According to the VA, depression is considered to be a mood disorder, and they recognize two different types of depression under this category.
Major Depressive Disorder in Veterans
Major depressive disorder is characterized by a persistently depressed mood, as well as long-term loss of interest in life or pleasure.
To receive a diagnosis of major depressive disorder, you will need to have at least two episodes of depression that last two weeks each.
Many symptoms accompany this type of depression including lack of interest in most activities.
You will likely have trouble sleeping, or maybe sleeping too much.
With this disorder, you will typically feel fatigued and depressed throughout the day, in addition to thoughts of suicide and death.
Veterans with Dysthymic Disorder
Dysthymic disorder is characterized differently than major depressive disorder.
Those who have this disorder will often have irritable mood or mild depression in addition to feelings of hopelessness, low self-esteem, problems decision making and concentrating for long periods.
To receive a diagnosis for this disorder, it requires that the patient has felt this way for two or more years, and the symptoms they are suffering are severe enough that they prevent normal functioning in the world.

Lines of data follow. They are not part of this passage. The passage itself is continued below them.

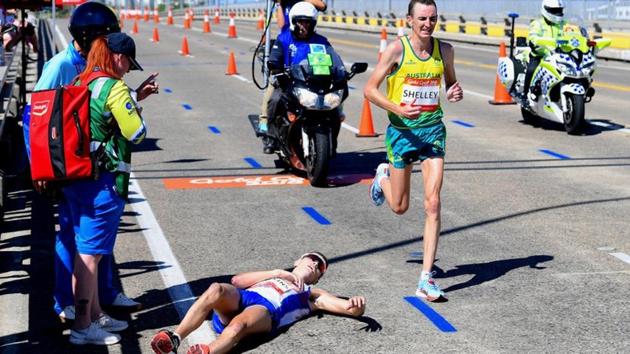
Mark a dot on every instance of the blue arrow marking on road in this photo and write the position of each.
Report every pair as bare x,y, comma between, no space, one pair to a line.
463,124
437,319
252,162
554,154
316,216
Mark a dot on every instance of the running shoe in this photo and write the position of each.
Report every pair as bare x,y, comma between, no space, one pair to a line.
165,342
94,334
111,324
376,192
199,349
429,290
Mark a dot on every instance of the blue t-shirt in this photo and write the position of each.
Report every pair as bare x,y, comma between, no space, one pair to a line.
58,71
295,50
61,69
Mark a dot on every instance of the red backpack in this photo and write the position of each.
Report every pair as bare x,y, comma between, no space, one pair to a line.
60,133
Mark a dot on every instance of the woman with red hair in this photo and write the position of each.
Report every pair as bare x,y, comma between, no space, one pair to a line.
96,205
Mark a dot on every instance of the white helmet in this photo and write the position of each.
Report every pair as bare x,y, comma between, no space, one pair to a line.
553,10
302,11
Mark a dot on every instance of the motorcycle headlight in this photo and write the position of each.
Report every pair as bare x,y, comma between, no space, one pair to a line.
566,68
307,98
332,100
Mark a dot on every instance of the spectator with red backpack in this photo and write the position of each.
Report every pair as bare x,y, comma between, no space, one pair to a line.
96,205
88,21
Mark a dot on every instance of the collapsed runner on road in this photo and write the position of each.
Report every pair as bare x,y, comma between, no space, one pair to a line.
414,67
258,302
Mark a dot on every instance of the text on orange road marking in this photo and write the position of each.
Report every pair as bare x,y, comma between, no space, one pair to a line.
255,181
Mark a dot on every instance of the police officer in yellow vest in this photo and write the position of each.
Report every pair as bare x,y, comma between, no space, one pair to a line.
414,67
550,25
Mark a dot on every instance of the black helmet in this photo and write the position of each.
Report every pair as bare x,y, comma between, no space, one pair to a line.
90,20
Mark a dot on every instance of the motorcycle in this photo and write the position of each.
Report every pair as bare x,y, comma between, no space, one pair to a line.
561,84
307,120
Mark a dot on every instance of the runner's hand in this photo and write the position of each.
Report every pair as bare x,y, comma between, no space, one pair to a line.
356,301
410,112
455,92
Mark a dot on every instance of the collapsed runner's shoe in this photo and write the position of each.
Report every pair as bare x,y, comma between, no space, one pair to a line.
94,334
199,349
429,290
376,192
165,342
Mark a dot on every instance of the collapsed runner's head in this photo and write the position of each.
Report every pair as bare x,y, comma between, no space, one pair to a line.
311,266
303,18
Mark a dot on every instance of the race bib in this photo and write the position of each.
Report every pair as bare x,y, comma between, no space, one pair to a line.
421,92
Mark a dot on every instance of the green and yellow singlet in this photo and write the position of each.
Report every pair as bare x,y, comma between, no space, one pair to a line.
417,82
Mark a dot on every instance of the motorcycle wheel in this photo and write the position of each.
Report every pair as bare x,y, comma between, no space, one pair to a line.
574,118
317,161
528,117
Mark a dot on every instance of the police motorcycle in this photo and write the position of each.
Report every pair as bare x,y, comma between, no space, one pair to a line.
308,120
561,84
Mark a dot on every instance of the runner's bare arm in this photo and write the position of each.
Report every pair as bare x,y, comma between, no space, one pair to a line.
245,280
454,91
389,59
324,301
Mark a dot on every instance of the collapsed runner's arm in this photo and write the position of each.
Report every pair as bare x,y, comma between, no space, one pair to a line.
324,301
247,279
120,103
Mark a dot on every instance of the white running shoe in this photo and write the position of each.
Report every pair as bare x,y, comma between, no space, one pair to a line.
67,314
93,335
122,300
106,323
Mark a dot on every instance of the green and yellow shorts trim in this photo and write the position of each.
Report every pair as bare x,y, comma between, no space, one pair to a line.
405,146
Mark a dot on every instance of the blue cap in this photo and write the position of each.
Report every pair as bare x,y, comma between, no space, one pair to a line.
121,43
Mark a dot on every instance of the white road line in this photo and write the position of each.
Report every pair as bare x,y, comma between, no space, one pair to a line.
350,128
172,276
621,256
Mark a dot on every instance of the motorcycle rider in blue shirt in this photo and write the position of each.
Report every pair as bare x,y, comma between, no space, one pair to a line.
291,47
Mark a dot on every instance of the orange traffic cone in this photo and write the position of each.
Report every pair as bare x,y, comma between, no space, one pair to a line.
156,35
261,22
185,50
383,44
232,28
186,20
366,126
206,22
501,96
231,70
169,19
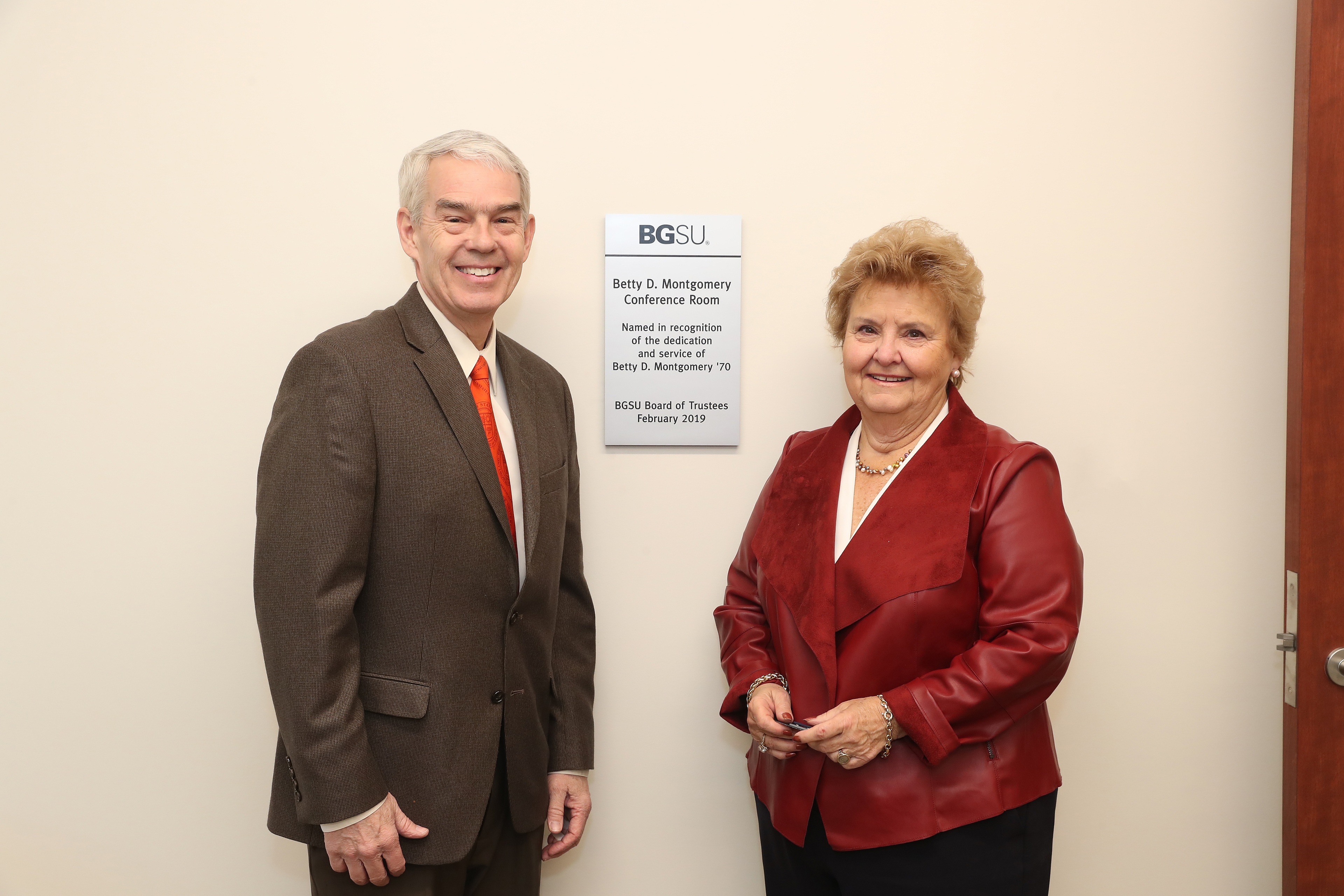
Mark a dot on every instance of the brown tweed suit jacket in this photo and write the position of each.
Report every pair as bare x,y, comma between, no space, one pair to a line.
397,641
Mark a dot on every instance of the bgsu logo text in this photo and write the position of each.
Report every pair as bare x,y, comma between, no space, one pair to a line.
670,236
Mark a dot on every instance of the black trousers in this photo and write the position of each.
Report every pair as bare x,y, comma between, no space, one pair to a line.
1003,856
502,863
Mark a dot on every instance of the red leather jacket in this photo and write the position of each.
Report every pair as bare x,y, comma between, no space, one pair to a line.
958,600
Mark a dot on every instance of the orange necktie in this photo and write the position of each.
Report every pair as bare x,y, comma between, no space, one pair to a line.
482,393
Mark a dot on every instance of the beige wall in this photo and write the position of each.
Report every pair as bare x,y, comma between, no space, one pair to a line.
193,191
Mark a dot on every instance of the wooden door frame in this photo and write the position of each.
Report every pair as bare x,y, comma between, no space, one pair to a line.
1314,780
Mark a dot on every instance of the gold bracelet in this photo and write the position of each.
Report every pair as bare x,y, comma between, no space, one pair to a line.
769,676
886,715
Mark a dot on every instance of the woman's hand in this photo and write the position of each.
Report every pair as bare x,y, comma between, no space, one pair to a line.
771,703
855,727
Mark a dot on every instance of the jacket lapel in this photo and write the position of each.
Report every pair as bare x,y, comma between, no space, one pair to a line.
522,412
916,537
441,371
795,545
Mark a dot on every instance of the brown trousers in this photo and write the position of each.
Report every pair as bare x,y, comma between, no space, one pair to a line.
502,863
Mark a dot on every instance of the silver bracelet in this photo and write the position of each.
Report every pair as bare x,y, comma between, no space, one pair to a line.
769,676
886,715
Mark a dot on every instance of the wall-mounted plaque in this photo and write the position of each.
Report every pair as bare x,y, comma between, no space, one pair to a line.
674,330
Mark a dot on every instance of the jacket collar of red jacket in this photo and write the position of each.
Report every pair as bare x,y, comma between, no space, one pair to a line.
915,538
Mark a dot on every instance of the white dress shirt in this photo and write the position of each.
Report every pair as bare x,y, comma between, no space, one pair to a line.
845,507
467,354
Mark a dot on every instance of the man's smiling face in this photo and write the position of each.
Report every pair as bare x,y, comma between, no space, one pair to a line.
471,242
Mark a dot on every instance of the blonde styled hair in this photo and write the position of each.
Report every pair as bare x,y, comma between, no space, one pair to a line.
913,253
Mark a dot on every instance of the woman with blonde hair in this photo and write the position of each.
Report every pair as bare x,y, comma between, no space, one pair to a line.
905,598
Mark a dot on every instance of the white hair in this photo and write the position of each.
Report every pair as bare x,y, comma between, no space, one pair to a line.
468,146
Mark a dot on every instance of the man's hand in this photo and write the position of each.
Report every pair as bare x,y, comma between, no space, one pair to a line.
365,847
569,812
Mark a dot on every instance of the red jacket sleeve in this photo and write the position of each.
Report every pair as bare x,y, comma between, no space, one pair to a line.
1031,600
745,647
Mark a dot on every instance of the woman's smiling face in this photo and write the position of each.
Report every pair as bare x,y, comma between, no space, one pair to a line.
897,351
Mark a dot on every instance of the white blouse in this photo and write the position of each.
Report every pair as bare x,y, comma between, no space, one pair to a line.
845,507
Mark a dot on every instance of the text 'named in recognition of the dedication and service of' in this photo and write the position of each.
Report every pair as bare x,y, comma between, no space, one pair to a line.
674,330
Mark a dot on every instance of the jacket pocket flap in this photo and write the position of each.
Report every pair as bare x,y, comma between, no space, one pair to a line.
394,696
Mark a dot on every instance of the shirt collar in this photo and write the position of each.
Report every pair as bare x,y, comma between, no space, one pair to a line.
463,346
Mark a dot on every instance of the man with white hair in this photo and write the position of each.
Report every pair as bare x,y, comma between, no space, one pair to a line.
420,589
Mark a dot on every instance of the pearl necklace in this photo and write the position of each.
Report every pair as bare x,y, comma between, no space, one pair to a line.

Filing for Total Disability Based on Individual Unemployability with Depression
In some cases, a veteran might not be able to find and maintain a job due to depression connected to their service in the military.
Typically, the VA will consider these benefits when they examine the claim for depression.
However, the veterans will also have the option of filing for TDIU as a claim on its own, or as part of an increased rating claim if needed.
Temporary VA Disability Ratings Due to Hospitalization
There is also the possibility that a veteran might receive a temporary VA rating for depression if they are hospitalized.
If you are hospitalized for 21 days or longer because of depression, it is possible to receive a rating of 100% temporarily.
The only way that you can qualify for this is if you are getting your treatment at a VA medical center or a VA approved hospital.
Those who receive the temporary VA disability rating will find that it begins on the date that they started their continuous stay at the hospital.
The benefits will continue up until the last day of the month at which time they no longer receive care for the service-related conditions.
If a veteran has been hospitalized for longer than six months, the claim will be “referred to the rating activity for consideration of a schedular 100% rating according to 38 CFR § 4.29.”
Are Compensation & Pension Exams a Requirement for a Depression VA Rating?
This could take place at a private facility or a VA medical center.
The examiner will ask you a series of questions to get a better understanding of how this disability affects your day to day life, and then determine the rating.
What happens after my Depression C&P exam?
To view a copy of the exam after, you can request a copy from the regional VA office or by running a new bluebutton report from My HealtheVet
The VA does not provide copies of the exams to you unless they are specifically requested.
It is always a good idea to do a follow-up and get the information, so you can look at it yourself and see what was provided to the VA.
What happens if the C&P exam does not show that the veteran has depression, or that the depression is not shown to be as severe as you believe for it to be?
In those cases, the veteran will need to provide evidence that counters what was written in the exam.
Many different types of evidence could suffice, but the more you have, the better off your chances of receiving a VA disability rating. You could include additional medical evidence, lay evidence, and other arguments that are in your favor.
What is the Appeals Process for a for Depression VA Claim?
As a veteran, you have the right to appeal the exam, but you need to understand the rules for submitting evidence under the Appeals Modernization Act.
When you appeal, you will be able to choose between three different review options.
With a higher-level review, the veteran will not be able to supply any additional evidence.
Those who choose the supplemental claim route can submit evidence, but only if it is considered new and relevant evidence to the case at hand.